「韓氏也一起出兵?」韓虎支起身子,感到十分疑惑。
「正是。」
韓虎道:「按照盟約,韓氏出兵,至少得出一軍。但凡用兵之法,馳車百駟,革車百乘,帶甲萬餘,千里饋糧,則內外之費,賓客之用,膠淶之材,車甲之奉,日費百金,然後一軍之師方能舉矣。何況《司馬法》曰,春不東征,秋不西伐,韓氏本來有大好機會休整兩年,為伐鄭做準備,以十萬石糧食來換,我覺得很划算,我實在不能理解子矩為何建議我發兵助趙……」
他心裡有話沒說出來,是為了加強趙韓的友誼麼?韓氏雖弱,但也沒必要討好趙氏到這種程度吧。

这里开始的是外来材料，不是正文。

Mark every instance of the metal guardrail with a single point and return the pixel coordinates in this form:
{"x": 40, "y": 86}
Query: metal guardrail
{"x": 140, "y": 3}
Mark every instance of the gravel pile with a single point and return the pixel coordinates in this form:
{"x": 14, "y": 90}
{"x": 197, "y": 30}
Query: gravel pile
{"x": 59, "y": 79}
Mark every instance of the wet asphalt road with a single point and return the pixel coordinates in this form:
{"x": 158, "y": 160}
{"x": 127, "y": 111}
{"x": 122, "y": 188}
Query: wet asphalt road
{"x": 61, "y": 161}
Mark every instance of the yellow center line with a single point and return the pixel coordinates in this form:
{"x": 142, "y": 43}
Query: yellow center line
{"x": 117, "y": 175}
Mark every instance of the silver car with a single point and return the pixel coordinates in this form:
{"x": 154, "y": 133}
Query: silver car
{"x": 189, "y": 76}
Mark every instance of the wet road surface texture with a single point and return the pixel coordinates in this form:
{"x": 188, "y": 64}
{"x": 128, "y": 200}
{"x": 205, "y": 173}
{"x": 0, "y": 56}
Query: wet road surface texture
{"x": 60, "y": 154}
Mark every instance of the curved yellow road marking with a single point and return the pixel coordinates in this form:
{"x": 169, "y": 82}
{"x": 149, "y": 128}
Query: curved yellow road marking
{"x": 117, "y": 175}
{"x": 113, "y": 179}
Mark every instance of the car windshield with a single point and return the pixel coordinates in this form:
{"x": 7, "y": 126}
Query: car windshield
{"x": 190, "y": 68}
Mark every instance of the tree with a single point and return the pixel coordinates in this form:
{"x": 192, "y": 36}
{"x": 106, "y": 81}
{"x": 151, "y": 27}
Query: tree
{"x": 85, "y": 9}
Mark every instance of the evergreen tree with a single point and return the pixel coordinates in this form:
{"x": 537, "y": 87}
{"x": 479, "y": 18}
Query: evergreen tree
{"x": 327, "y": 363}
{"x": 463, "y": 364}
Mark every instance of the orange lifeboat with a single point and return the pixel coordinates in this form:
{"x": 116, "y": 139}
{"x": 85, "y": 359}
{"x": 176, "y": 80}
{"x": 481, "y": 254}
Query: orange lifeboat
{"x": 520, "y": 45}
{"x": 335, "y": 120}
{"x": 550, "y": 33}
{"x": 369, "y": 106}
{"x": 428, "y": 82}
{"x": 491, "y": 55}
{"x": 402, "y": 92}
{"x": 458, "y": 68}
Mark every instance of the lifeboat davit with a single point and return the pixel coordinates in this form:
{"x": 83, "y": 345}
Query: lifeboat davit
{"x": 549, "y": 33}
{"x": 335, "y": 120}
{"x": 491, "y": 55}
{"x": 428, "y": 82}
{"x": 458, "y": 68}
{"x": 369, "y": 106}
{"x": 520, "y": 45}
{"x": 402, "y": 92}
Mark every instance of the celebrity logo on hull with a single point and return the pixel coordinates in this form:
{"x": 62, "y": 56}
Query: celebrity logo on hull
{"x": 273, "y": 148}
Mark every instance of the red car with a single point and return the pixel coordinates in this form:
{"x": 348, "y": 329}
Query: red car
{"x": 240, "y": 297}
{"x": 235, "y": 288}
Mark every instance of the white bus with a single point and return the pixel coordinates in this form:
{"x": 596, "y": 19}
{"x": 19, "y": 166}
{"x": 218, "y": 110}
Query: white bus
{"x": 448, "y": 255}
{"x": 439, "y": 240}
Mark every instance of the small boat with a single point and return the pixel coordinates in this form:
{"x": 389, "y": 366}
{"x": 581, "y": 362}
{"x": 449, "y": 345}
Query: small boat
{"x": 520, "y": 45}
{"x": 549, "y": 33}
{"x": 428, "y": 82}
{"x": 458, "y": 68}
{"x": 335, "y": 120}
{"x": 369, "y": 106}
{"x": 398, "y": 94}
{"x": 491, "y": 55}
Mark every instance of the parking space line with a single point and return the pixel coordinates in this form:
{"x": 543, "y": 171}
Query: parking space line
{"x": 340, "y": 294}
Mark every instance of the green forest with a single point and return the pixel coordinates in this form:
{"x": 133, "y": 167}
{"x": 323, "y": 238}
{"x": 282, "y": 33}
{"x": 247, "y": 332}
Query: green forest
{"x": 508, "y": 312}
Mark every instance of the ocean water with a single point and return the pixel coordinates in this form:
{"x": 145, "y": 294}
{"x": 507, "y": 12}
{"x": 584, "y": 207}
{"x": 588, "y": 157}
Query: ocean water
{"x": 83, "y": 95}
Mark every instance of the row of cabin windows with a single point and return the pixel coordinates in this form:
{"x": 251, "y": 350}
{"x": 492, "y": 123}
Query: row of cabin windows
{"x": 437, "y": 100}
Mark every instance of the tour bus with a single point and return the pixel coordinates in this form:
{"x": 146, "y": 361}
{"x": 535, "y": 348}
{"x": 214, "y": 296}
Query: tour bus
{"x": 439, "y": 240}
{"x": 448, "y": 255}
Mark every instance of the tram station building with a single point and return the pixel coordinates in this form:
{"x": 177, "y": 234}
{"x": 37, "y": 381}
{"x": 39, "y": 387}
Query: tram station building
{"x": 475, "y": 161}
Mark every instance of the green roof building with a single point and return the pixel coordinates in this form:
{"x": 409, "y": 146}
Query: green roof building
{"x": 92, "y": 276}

段規笑道:「有這個原因,但又不盡如此,僕臣且問君上,趙攻河間,大概多長時間能結束戰事?」
「自古以來,兵聞拙速,未睹巧之久也……趙氏此番用兵,應該和滅代類似,只差遣近處的軍隊,依靠東陽、邯鄲、朝歌之甲,以及武卒精銳攻齊。而河間地廣人稀,齊國又盡失南邊的冠氏等城邑,西河之險不足持,只能用依靠新建立起來的東武城來防守。」
「齊國如今三面被趙氏盟邦包圍,我若是陳氏,必然不會在河間與趙氏野戰硬碰硬,而是會選擇撤退儲存力量。畢竟河間地本來就是他們從晉國奪取的,又多是沼澤鹽滷,沒有什麼人口和農田,棄掉也不可惜。所以若趙氏能咬咬牙,投入三軍之眾,三四萬人,則旬月便能結束戰爭,若少一些,投入兩軍,則至遲一兩個月結束……」
話雖如此,但韓虎還是沒搞明白段規讓他出兵的真正用意所在。
段規耐心地為他解惑:「既然趙氏在一到兩個月便能收復河間,那韓氏縱然加入進去,也可以早早結束戰爭,正好應了《司馬法》裡的‘月食班師,所以省戰’。甚至連真正的交戰都不會有,只不過費點糧食而已,消耗掉的正好是本來要送給趙氏的十萬石。然後,吾等便能全師返回,韓軍的回程,最方便的當然是借道衛國,從棘津渡河,那裡靠近晉鄭邊境,鄭國必然緊張兮兮,韓兵也不容易約束軍紀,倘若不小心發生了點衝突,也不足為奇!」
此言方盡,韓虎猛地站了起來!
段規笑道:「如此一來,晉國伐鄭之戰,豈不就不必等幫魏氏打完河西了……」
韓虎踱步,默然良久,段規之策的確出乎他的想象,但這計謀雖奇,乍一看卻並不怎麼高明。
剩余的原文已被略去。